Mailing-List: contact general-help@xml.apache.org; run by ezmlm
Subject: Re: parser-next-gen goals, plan, and requirements
To: general@xml.apache.org
Message-ID: <OF92791EC8.1BC95E60-ON8525691A.005F24A1@lotus.com>
From: "Scott Boag/CAM/Lotus" <Scott_Boag@lotus.com>
Date: Wed, 12 Jul 2000 13:59:46 -0400
MIME-Version: 1.0
Content-type: text/plain; charset=us-ascii


James Duncan Davidson <james.davidson@eng.sun.com> wrote:
> +1 -- note that this could be an "optional" DOM shipped as an external
.jar
> file. In fact, I'd like to see as a requirement the ability to build into
a
> set of jars that reflects the modules so that it's clear how to assemble
a
> stripped down parser for whatever use.

I would like to see this "layered" above the read-write DOM, so that the
read-write DOM would work exactly as well.  This would go a long way in
decreasing testing pain.

> Ok, these are all requirements on the DOM module. Which one, Read-Only,
> Read-Write, or both?

As I said, preferably on the read-only, from which the read-write could be
derived.  We'll always have to handle a *pure* DOM interface, without these
features, but it would be nice if performance doesn't massively degrade if
you choose to use a read-write DOM.

> > 3) parse-next function, with added control over buffer size.
>
> Explain more. Would this be the ability to feed in an input source that
says
> "grab 16K at a time from the underlying stream and feed it into the
parser"?

Exactly.  Xerces1 does this now, but I don't think you have much control
over the size of the parse block.

> Once again, explain more.. I think that basic programming tenants say
that
> if I hand a buffer to a consumer, whether via the SAX provider, or any
other
> provider, I'm not going to much with it until it's released.

SAX calls a character event like so:

  /**
   * Receive notification of character data inside an element.
   *
   * @param ch The characters.
   * @param start The start position in the character array.
   * @param length The number of characters to use from the
   *               character array.
   * @exception org.xml.sax.SAXException Any SAX exception, possibly
   *            wrapping another exception.
   * @see org.xml.sax.ContentHandler#characters
   */
  public void characters (char ch[], int start, int length)
    throws SAXException;

Typically, you will see the same array reference passed for over and over,
with the start argument increasing, then, the parser will fill up it's
buffer, and start from the beginning again.  What this means is that the
processor has to copy the characters over to a new array... so you end up
with the characters:
1) copied from the original byte stream to a UNICODE array with entities
expanded, etc.,
2) copied from the SAX event buffer to a stable character array/string for
the source tree (DOM) to hold,
3) processed character-by-character for de-encoding to the result stream.

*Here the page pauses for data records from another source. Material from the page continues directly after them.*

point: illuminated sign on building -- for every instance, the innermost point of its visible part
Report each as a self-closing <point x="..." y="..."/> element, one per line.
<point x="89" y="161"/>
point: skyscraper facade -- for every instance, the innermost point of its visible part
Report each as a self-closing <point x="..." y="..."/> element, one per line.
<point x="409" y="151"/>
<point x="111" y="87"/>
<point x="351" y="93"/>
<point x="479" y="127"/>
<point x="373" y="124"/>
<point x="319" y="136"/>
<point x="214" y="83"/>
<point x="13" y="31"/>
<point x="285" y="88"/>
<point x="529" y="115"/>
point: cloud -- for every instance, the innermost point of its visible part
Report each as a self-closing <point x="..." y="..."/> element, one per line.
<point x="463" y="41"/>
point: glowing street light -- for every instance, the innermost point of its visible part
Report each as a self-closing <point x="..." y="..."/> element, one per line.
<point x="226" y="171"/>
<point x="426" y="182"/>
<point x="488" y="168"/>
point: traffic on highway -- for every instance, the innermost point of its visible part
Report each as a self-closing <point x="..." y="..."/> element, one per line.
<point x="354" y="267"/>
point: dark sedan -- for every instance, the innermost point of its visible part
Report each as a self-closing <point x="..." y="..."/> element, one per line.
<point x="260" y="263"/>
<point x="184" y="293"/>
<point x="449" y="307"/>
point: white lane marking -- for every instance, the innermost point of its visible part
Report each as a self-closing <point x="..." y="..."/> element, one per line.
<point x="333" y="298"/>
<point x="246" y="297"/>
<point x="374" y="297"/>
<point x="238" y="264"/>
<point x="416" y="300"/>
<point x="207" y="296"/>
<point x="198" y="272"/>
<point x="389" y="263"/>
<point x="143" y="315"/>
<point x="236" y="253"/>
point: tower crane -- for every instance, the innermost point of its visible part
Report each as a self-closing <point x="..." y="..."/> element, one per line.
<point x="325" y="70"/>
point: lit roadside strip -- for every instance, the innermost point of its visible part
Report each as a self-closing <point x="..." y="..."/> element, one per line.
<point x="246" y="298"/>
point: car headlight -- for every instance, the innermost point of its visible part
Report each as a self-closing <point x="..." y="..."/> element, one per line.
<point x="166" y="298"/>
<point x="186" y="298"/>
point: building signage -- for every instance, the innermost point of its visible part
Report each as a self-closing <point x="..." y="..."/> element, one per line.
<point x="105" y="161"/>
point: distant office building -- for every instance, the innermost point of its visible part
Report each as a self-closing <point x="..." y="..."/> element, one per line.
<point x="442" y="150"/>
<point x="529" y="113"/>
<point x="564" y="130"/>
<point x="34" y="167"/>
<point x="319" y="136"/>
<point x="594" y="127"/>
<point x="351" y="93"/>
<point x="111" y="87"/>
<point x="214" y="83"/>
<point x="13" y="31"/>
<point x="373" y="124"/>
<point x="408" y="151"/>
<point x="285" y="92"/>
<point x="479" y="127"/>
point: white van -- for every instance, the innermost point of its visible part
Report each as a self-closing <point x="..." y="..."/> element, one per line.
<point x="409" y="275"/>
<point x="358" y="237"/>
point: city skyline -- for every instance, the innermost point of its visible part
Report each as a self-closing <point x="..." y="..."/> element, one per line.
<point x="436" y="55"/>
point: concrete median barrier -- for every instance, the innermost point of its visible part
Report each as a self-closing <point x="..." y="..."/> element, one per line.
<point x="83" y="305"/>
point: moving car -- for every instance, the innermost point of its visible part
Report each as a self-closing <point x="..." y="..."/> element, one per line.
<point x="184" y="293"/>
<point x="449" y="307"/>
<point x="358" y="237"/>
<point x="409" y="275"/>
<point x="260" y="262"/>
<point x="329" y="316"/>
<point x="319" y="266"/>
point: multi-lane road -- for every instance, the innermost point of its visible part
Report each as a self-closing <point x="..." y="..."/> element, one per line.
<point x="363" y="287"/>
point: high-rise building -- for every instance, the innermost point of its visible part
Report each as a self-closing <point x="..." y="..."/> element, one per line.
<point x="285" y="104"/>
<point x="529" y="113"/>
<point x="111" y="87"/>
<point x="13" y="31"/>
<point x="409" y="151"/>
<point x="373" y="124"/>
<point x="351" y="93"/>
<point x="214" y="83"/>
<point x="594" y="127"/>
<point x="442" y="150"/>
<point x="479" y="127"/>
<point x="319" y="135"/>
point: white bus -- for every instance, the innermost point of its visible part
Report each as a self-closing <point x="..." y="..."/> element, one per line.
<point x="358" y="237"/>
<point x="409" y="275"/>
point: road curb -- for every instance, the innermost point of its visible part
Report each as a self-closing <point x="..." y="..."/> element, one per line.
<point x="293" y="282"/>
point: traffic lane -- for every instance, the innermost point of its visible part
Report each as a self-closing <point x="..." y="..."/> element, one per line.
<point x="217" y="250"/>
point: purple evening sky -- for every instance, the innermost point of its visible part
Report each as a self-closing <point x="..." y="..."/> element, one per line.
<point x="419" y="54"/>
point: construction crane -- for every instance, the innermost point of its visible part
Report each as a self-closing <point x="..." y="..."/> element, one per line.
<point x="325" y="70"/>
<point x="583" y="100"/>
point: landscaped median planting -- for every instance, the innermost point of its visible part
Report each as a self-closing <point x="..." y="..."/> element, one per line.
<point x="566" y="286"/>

It would be nice to not do (2) when feasible.  Note that, often (80% of the
time?), you end up with the exact array of bytes in the output that you had
in the input... which is one reason why a tight coupling with the parser
could be used to get really fast performance... if the right context is
sensed, the bytes could be copied directly from the input to the output.
Note that issues like this are still a far bigger win, in my (potentially
flawed) estimation, than compiling a stylesheet to bytecodes.  I've talked
to James Clark about this, who has much longer ranging experience in this
type of processing than I, and he agrees.

> I've intentially left out serialization as a discussion point to date as
> it's not parser, it's part of the larger toolset.

Hmm... perhaps we should start the architecture (but not the
requirements... in some sense it's immaterial to the requirements where the
feature comes from) from this bigger picture.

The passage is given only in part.